(Reuters) - The U.S. Securities and Exchange Commission on Wednesday took the first step in potentially changing how essential stock market data is governed following years of complaints by brokers that the exchanges that control the data are conflicted in their role.
The SEC voted to issue for public comment a staff proposal to create new rules governing public data feeds that it said would also improve transparency and address inefficiencies in the collection and dissemination of the data.
The proposal would update rules put in place in 2005 that put exchanges and the Financial Industry Regulatory Authority in charge of the governance and operation of three public data feeds showing current best prices and last trades for stocks.
Since the existing rules were put in place, exchanges have created faster, more sophisticated proprietary data feeds that compete against the public feeds. Many larger brokers say they need to pay for those private data feeds, which are often more expensive than the public feeds, in order to remain competitive, and that this has created a two-tiered market.
“Today’s proposed order is designed to address issues regarding the dissemination of market data that affect the efficiency and fairness of our markets,” said SEC Chairman Jay Clayton.

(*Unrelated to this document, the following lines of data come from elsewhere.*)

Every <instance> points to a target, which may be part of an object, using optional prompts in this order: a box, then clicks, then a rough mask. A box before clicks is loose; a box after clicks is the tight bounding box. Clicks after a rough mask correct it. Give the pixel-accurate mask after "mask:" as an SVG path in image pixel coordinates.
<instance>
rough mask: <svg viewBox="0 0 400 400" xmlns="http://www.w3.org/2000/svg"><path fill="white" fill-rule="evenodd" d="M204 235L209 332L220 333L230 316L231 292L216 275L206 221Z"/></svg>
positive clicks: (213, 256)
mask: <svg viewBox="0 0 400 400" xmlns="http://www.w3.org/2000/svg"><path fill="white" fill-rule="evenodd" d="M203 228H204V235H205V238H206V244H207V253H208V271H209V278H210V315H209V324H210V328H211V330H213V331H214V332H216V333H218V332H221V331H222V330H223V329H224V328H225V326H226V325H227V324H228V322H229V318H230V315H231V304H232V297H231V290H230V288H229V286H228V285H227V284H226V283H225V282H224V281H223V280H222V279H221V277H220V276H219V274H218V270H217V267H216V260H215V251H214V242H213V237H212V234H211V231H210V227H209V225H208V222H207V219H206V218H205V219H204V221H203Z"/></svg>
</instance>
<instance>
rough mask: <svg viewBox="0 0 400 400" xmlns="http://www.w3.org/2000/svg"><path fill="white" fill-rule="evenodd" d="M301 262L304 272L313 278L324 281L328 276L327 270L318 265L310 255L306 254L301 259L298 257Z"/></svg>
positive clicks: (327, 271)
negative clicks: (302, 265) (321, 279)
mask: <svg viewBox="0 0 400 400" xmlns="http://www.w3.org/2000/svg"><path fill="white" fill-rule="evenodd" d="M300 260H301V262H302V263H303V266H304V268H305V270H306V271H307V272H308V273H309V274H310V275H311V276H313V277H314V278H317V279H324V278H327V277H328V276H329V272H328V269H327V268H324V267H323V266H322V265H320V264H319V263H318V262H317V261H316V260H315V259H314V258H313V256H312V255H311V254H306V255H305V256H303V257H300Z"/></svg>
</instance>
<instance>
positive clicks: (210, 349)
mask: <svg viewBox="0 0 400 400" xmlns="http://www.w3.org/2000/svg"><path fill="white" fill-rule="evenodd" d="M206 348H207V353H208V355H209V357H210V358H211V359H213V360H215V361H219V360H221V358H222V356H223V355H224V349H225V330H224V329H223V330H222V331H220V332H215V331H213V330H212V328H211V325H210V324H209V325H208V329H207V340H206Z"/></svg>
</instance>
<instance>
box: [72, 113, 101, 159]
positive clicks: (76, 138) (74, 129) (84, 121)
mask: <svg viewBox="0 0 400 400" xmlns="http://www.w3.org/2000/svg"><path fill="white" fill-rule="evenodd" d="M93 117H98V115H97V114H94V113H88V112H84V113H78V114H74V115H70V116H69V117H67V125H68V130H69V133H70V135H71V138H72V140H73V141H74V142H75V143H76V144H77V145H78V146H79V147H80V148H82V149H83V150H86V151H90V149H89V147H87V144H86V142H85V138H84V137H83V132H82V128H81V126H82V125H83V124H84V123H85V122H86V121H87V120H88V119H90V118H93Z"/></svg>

The SEC’s proposal, which is subject to a 45-day public comment period, directs the exchanges to create a new governance plan that would form a single public data feed, reduce the influence of large exchange groups in decision-making around the data, and give a bigger say to non-exchange participants.
If the regulator decides to issue an order after receiving public input on the proposal, the exchanges and FINRA would have to create a new governance plan, which would also be published for public comment before the SEC takes it into consideration.
Clayton, an independent, along with Republican Commissioners Elad Roisman and Hester Peirce, voted in favor of the measure, while Democratic Commissioners Robert Jackson and Allison Lee dissented.
“Rather than give investors a real say over the data that drives today’s markets, today’s release merely invites for-profit exchanges to draft their own rules on these questions,” Jackson said. “Because that approach has failed investors before, and there is no reason to expect it to succeed now, I respectfully dissent.”